In 1947, US State Department official George Kennan, using the pseudonym “Mr X”, published an article entitled The Sources of Soviet Conduct. It called for a policy of containment towards the Soviet Union and established the foundation of future US foreign policy. The Cold War had begun.
More than 50 years later, the September 11 attacks on the World Trade Centre and Pentagon were a similarly transformative moment, one which led to the declaration of another type of war, the war on terror.
The flying of planes into the World Trade Centre buildings in New York was far from the first act of terror the world had seen, but the image of the burning towers was so seared on our retinas that it seemed to demand action of a similarly serious kind: not just investigation and punishment, but the commencement of a war.
Twenty years later, that war has obsessed Western nations for a generation. It is steeped in ambiguous victories and moral and military compromises. Its consequences profoundly affect us still.
The war in Afghanistan is the clearest recent example. The withdrawal of Western forces from Kabul was supposed to happen, symbolically, on September 11, but was accelerated thanks to a resurgent Taliban, which we thought we had vanquished decades earlier. The war in Iraq was another consequence of the attacks on New York and Washington. That in turn helped give birth to Islamic State.
The recent commencement of the trial in Paris of 20 men accused over the deaths of 130 people in co-ordinated attacks in Paris in 2015, including on the Bataclan concert hall, reminds us of the damage Islamic State has caused in the West.
Under the banner of the war on terror, we have accepted a much more intrusive set of security laws.

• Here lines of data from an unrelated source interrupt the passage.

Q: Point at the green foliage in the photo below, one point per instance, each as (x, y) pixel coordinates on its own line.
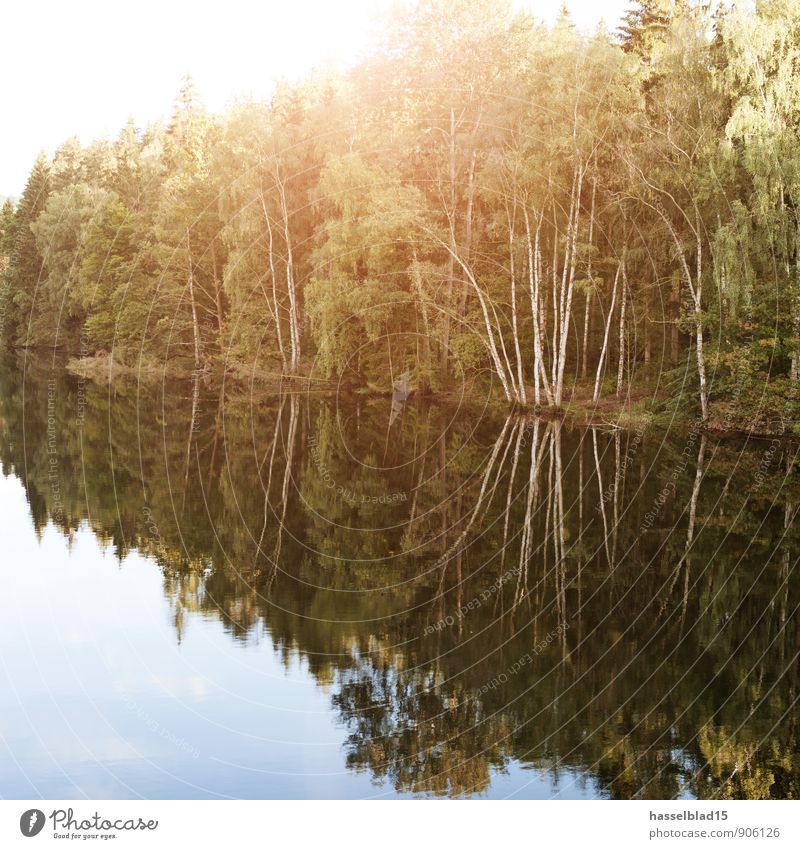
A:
(395, 202)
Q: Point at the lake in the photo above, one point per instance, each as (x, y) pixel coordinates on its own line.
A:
(214, 592)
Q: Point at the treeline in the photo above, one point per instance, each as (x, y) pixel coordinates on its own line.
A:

The federal government recently passed the Telecommunications Legislation Amendment (International Production Orders) Act 2021, which allows police and intelligence agencies to demand technology companies produce individuals’ encrypted data.
September 11 also contributed to the rise of Islamophobia in the West, which has made Muslims, alongside Jews, the targets of neo-Nazis and radical right-wing terrorists such as Brenton Tarrant in New Zealand.